Не нужно, однако, думать, что воробей — единственный представитель
животного мира, в жизни которого соль имеет столь решительное и пагубное
значение. Всем, кому, хотя бы издали, приходилось наблюдать за разновидностью
hominis известной под именем интеллигента, приходится убедиться, что
самый простой и испытанный способ поймать интеллигента — это ему насыпать
соли на хвост. По отношению к интеллигенту этот способ даже вернее,
так как за воробьем приходится для настоящей операции усиленно и долго
гоняться, интеллигент же сам с полным радушием подставляет необходимую
для этой операции часть тела. И если даже в нужный момент он парил в
высших сферах, где достать его было затруднительно, то стоит только
приветливо крикнуть:
— Господин интеллигент, пожалуйте — соль готова!
Интеллигент сейчас же комком упадет к вашим ногам, жалко улыбнется
и все, что требуется для операции, в наличности представит. Мозг заправского
российского интеллигента, словно цепами охаживаемый с самого раннего
детства, обладает поразительной гибкостью, податливостью и мягкостью,
не всегда доходящей до степени размягченности, но часто стоящей на границе
с ней. С самого раннего детства, когда интеллигент был еще только малосмысленным
мальчуганом, подобным всем иным мальчуганам на свете, ему начинают внушать
разные правила: правила грамматические, правила умножения и деления,
правила благопристойности, правила приличия и все прочие бесчисленные
правила вплоть до того, каким манером подобает сморкаться с наименьшей
затратой энергии. И внушают, внушают, внушают... Думать и отыскивать
самому положительно нет времени, да нет и надобности: на всякий случай
жизни существует вполне определенное правило. В школе это правило печатное
— в книжке прямо сказано: воспрещается употреблять спиртные напитки
и табак, посещать рестораны, театры и проч.; дома это правило словесное,
а иногда и писаное; в книжке, выбранной для чтения благоразумным родителем,
опять печатное. Целый дремучий лес правил, в которых безысходно бьется
интеллигентная заблудшая душа. Черт их знает, откуда эти правила взялись,
кто их выдумал, создал, укрепил и ввел в жизнь, но будто частоколом
окружают они — податься некуда: и тут и там о неожиданное правило лоб
расшибешь. И роль на долю юного интеллигента выпадает самая страдательная.

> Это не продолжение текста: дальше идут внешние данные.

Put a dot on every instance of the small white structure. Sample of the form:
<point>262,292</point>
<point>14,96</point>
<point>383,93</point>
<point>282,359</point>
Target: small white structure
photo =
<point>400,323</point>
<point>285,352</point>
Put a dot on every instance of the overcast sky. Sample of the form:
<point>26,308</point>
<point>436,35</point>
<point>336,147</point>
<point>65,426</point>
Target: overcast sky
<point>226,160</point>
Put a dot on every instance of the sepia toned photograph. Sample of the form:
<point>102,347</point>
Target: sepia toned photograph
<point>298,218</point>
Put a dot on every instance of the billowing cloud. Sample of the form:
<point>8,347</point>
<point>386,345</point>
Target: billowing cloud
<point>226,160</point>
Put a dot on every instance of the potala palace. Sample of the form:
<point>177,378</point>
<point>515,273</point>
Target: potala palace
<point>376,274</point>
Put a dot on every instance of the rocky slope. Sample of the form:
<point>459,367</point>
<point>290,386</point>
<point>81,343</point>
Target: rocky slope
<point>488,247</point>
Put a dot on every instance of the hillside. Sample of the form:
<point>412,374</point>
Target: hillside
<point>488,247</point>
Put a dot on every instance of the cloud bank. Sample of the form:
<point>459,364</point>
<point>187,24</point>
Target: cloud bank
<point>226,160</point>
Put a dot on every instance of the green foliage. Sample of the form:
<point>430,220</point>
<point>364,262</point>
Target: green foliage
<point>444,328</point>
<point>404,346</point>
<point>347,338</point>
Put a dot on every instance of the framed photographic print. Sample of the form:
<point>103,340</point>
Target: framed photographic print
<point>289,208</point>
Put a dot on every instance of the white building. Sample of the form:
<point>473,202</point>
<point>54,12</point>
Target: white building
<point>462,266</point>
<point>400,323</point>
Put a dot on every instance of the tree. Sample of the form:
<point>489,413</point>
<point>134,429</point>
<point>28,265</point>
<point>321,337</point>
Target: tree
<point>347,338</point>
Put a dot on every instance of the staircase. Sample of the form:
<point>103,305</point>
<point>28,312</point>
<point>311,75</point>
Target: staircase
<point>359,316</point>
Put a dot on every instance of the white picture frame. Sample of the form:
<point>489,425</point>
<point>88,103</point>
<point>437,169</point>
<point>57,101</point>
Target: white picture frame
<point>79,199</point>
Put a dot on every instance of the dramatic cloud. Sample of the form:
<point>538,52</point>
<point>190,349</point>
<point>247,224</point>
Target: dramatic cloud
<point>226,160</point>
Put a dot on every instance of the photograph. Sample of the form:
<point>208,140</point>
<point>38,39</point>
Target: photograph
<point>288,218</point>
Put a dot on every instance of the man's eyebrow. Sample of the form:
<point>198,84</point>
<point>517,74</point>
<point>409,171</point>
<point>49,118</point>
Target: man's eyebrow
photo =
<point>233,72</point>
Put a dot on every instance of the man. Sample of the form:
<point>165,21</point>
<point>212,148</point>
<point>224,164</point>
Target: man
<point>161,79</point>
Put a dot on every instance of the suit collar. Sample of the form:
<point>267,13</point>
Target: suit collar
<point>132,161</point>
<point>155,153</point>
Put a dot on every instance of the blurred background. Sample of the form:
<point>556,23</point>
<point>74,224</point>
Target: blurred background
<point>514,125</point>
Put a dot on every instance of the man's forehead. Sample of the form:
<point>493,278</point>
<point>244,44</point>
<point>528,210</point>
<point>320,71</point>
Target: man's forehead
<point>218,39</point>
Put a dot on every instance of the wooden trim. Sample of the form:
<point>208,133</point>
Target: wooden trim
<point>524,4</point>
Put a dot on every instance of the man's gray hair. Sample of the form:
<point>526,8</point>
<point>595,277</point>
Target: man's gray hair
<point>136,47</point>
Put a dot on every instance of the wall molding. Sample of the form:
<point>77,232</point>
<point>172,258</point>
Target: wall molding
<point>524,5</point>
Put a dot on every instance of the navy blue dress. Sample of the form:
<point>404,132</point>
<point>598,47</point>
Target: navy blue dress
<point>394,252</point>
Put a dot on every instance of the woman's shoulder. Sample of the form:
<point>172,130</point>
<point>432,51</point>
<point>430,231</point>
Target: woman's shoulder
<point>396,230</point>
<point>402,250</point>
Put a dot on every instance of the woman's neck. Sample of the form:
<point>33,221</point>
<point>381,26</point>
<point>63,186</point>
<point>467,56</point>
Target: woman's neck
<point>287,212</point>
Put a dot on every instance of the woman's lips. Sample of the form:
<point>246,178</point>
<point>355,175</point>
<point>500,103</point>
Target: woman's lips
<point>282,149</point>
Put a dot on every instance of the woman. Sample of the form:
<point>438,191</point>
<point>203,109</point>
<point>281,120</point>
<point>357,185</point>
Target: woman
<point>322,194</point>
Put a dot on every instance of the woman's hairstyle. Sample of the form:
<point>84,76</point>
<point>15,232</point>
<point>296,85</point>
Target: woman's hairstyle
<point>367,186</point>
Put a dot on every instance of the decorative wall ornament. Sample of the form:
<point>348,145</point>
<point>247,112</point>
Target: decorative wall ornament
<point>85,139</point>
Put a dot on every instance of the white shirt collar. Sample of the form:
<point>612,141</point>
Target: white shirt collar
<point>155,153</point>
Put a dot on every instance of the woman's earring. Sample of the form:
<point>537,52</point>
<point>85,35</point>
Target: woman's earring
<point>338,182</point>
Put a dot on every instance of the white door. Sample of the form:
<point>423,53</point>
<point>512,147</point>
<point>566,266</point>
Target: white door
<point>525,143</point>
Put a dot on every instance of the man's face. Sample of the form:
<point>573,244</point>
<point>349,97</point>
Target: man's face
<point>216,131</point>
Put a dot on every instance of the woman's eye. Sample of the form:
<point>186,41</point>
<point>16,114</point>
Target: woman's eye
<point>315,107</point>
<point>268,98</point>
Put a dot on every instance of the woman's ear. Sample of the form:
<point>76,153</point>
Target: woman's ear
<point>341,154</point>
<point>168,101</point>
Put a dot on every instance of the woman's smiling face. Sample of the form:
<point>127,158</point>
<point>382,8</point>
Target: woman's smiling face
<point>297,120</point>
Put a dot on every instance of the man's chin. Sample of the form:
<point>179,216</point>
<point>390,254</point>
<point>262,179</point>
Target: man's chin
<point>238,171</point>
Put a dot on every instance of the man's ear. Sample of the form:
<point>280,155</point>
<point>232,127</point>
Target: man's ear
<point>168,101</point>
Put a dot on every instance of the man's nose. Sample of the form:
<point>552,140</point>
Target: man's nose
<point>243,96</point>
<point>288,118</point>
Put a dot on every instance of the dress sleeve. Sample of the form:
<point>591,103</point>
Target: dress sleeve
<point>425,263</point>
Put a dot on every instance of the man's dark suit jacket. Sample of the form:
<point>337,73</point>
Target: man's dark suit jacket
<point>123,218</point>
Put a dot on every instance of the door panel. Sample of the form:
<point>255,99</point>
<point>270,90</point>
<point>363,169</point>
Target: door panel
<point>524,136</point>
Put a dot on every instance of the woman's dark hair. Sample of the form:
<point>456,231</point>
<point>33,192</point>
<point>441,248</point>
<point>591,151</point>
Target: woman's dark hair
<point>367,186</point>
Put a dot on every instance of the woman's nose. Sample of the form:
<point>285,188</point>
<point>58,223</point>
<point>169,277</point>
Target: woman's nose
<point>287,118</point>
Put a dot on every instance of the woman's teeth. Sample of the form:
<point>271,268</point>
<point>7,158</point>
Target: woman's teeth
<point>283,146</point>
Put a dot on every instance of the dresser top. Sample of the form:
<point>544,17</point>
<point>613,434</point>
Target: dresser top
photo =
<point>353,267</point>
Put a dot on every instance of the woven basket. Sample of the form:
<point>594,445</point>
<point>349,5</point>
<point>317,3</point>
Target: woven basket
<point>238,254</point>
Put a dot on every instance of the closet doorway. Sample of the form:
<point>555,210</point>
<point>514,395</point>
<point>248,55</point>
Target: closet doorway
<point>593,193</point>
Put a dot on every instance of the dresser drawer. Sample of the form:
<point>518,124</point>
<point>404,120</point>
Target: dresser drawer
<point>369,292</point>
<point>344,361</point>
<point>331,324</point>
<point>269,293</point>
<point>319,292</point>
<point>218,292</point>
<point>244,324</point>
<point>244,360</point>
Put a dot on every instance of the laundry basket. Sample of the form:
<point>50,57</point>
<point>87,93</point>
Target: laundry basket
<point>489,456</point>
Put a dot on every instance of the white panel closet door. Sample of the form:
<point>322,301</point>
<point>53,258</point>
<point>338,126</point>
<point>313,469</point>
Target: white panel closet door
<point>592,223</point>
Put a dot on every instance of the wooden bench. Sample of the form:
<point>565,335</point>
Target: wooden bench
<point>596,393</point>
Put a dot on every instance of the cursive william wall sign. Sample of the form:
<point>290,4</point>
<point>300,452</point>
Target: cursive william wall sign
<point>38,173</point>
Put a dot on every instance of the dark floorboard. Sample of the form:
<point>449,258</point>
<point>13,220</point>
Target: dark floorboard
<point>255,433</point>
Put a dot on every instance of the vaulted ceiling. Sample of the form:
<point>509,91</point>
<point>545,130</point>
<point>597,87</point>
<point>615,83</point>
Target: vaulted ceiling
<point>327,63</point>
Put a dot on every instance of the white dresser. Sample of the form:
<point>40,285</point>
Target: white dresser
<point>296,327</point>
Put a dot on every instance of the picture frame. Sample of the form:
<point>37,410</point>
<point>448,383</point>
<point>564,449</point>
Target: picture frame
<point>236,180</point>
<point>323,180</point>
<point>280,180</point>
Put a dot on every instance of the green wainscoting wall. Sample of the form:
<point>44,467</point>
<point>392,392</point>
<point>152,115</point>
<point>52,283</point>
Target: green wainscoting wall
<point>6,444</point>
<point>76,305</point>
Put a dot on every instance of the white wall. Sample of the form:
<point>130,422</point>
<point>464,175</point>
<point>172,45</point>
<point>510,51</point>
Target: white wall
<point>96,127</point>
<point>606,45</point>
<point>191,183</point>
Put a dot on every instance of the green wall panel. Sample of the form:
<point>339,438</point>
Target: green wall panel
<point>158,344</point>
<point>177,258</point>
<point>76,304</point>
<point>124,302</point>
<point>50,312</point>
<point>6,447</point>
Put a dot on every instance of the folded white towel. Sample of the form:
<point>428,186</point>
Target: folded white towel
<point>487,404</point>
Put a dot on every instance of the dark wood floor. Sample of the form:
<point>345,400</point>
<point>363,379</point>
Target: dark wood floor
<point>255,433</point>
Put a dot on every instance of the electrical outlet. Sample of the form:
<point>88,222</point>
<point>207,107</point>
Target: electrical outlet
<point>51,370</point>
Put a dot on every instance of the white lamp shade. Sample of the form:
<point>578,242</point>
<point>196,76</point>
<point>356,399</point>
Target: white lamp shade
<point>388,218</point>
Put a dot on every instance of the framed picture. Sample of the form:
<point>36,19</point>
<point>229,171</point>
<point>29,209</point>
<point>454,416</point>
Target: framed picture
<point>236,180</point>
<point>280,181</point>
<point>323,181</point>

Правила сталкиваются друг с другом, правила на кулачки дерутся, правила
фискалят, правила в карцере сидят,— все правила. Полное торжество исконного
начала «magister dixit»[1], причем роль учителя может выполнить
решительно всякий, у кого есть хоть малый запас соли.
Попал я недавно в комнатку к одному гимназисту и над дверью прочел
углем написанное: «Ты знаешь, каков ты сам, а что о тебе думают другие,
наплевать». Последнее слово заканчивалось десятком энергичнейших восклицательных
знаков, и все изречение в общем представляло правило, которое гимназист
выкопал откуда-то для себя. Посмотрел на него: ходит гоголем, плюет
через зубы и говорит грубости. Точно ли нужно так-таки плевать на людское
мнение, ему, конечно, неизвестно, но magister dixit — и баста. Да хорошо
еще, что правило попалось такое жизнерадостное, а будь похуже — и похуже
исполнил бы этот юнейший воробей, посыпанный солью.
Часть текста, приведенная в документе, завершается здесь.